Dynamo DB for dummies

18 Apr 2018

I’ve been been working with DynamoDB for a while now. I want to share some of my findings about it’s little quirks with you all as well as summarise my thoughts and learnings about how it works for my own future reference. It’s a really great system for storing per user information and in situations where you don’t particularly want to query across multiple tables at a time. This is going to be quite a high level overview but I’ll try to link more detailed articles as I go so you can research the topics raised here further.

First of all, What is DynamoDB? It’s a data storage system built and provided by Amazon. It’s a NoSQL system which means it doesn’t work like conventional database systems you might be familar with such as Access, MySQL, MariaDB or SQL Server. It has more in common with MongoDB.

The first difference is you can’t host your own DynamoDB server - you have to set it up via Amazon Web Services and access/pay for it via Amazon directly.

The second, larger difference is that it doesn’t store data in the same relational manner you may have used before. The only part you have to define about the schema ahead of time is the primary key, which at its most basic can simply be one field called the Hash or Partition Key. When you define this each record on your table must have a unique instance of this value and you can only select objects directly via this key, or search the entire table for records by other values on table rows. This is known as a table scan and can cost you more money than necessary as Amazon charge for reads, writes and total storage used in DynamoDB. It’s far more efficient for your wallet if searches are optimised and they will be faster as well.

Once you have defined your hash key, each record in the table can be completely different. Let’s imagine I had a table called users that had an integer as the primary key/record identifier. In a normal SQL database I’d also have to define the kind of data I’d want to store for every record - if I wanted to store the user’s name and age I’d have to define that ahead of time like so:

Id (Key)	Name	Age
1	John	16
2	Sarah	22
3	Bob	56

If I wanted to add a new field to one record, say to store a user’s favorite color, I’d have to update the table definition. Depending on my database system I may have to give a default value or even update every existing record.

In DynamoDB things work differently. Each record can have completely different data as long as it has a unique key, like so:

Id (Partition Key)	Name	Age	Favorite Color
1	John	16	Green
2			Blue
3	Bob	56

The concept of a table is completely different. I can insert a record with completely different fields to those that came before it without updating the table definition in any way as long as I include a unique partition key. This is a powerful feature for storing data in a system that is still growing where you are unsure as to what exactly you will need to store in the future. This kind of loosely defined data template storage is known as a document store.

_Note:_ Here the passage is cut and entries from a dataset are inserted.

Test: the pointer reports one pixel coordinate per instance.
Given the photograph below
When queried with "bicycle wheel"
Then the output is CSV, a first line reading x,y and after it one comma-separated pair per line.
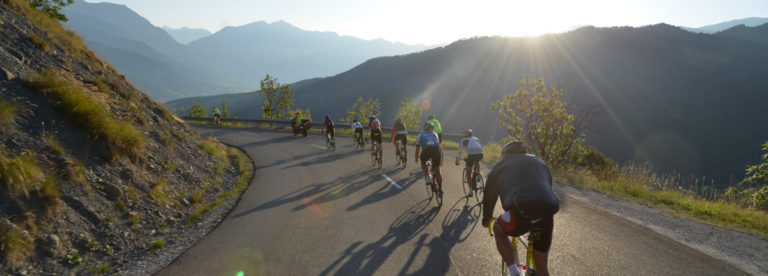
x,y
464,181
429,187
479,187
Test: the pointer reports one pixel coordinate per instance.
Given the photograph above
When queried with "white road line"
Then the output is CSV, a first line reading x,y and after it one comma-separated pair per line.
x,y
392,181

Dynamo tables can be made to be eventually consistent, meaning that reads may not match up exactly to the data in the table at the current moment in time but will always “catch up” eventually. You can also request strong consistency which acts more like a tradition database in that any data returned matches all data that has been entered so far. I prefer to demand strong consistency by default but there are many cases where eventually consistency can be advantageous, especially those where you just need to get large amounts of data out as quickly as possible without worrying about individual records.

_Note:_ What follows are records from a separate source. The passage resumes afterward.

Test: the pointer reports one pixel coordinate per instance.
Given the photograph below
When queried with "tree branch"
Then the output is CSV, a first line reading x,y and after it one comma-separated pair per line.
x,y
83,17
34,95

In SQL, you might be used to searching on any column in any way. You would expect to be able to search on a non primary key such as Age and sort by it with something like the following query:

SELECT * FROM USERS
WHERE AGE < 30
ORDER BY AGE

This would return the following data:

Id (Key)	Name	Age
1	John	16
2	Sarah	22

To do this in DynamoDB, I’d have to select every record and then filter them. To get a more performant search I’d need to define a secondary key, known in dynamo as the Range or Sort Key. If you define one of these, each record has to be unique on the Partition Key AND the Sort Key as shown below:

Id (Partition Key)	Name	Age (Sort Key)	Favorite Color
1	John	16	Green
3		10
3	Sarah	56	Black
3	Smith	99
4	Bob	56	Grey

As you can see, we now have records with the same partition key and the same name but each record has a different combination of both. They are also both mandatory if they have been defined. This is known as a composite primary key or hash-range key. We can now sort/query by the sort key but not by any other values, not even the partition key itself unless we want to do an expensive full table scan.

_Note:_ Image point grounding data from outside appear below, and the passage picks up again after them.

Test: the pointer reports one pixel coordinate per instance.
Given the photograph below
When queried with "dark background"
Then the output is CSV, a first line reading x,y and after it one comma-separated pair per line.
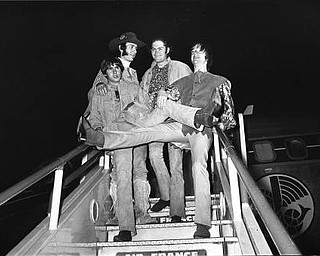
x,y
50,53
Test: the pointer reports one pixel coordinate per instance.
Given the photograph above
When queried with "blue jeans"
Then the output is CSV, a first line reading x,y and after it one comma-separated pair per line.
x,y
171,188
172,132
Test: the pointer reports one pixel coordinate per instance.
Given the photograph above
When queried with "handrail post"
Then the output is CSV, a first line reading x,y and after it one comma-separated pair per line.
x,y
234,189
244,194
56,196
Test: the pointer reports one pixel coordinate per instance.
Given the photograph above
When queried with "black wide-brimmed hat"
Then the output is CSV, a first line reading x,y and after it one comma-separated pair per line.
x,y
124,38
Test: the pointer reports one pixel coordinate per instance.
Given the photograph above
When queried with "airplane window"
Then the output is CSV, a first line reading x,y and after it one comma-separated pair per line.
x,y
264,151
296,149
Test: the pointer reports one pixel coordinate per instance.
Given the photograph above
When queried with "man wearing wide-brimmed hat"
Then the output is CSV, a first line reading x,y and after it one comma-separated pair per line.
x,y
125,48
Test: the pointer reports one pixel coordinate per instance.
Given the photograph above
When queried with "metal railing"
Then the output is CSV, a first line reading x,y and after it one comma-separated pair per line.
x,y
277,231
57,168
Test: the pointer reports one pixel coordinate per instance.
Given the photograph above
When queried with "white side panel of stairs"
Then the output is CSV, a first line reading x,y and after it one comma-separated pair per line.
x,y
165,248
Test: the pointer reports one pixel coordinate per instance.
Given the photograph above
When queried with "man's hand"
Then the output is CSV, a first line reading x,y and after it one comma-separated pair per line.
x,y
162,98
101,89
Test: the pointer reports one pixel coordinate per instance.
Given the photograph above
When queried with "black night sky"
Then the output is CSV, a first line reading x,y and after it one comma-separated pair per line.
x,y
50,52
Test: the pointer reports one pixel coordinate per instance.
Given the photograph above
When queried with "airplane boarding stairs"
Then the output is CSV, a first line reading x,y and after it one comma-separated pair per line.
x,y
243,223
163,238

To understand how this works, it’s important to understand how Dynamo stores data under the hood. It stores data in locations per partition key, and then orders everything in that partition by the sort key. Without the partition key you aren’t going to be able to access any data at all. I could however, now search for each item with an Id of 3 and an Age above 10. This would return the following data:

Id (Partition Key)	Name	Age (Sort Key)	Favorite Color
3	Sarah	56	Black
3	Smith	99

Most people however will want to sort and search through their data on more than one field. How can we achieve this? Dynamo provides two options to do do, known as secondary indexes. These are similar to what you may have come across as an index in a sql database but are slightly different.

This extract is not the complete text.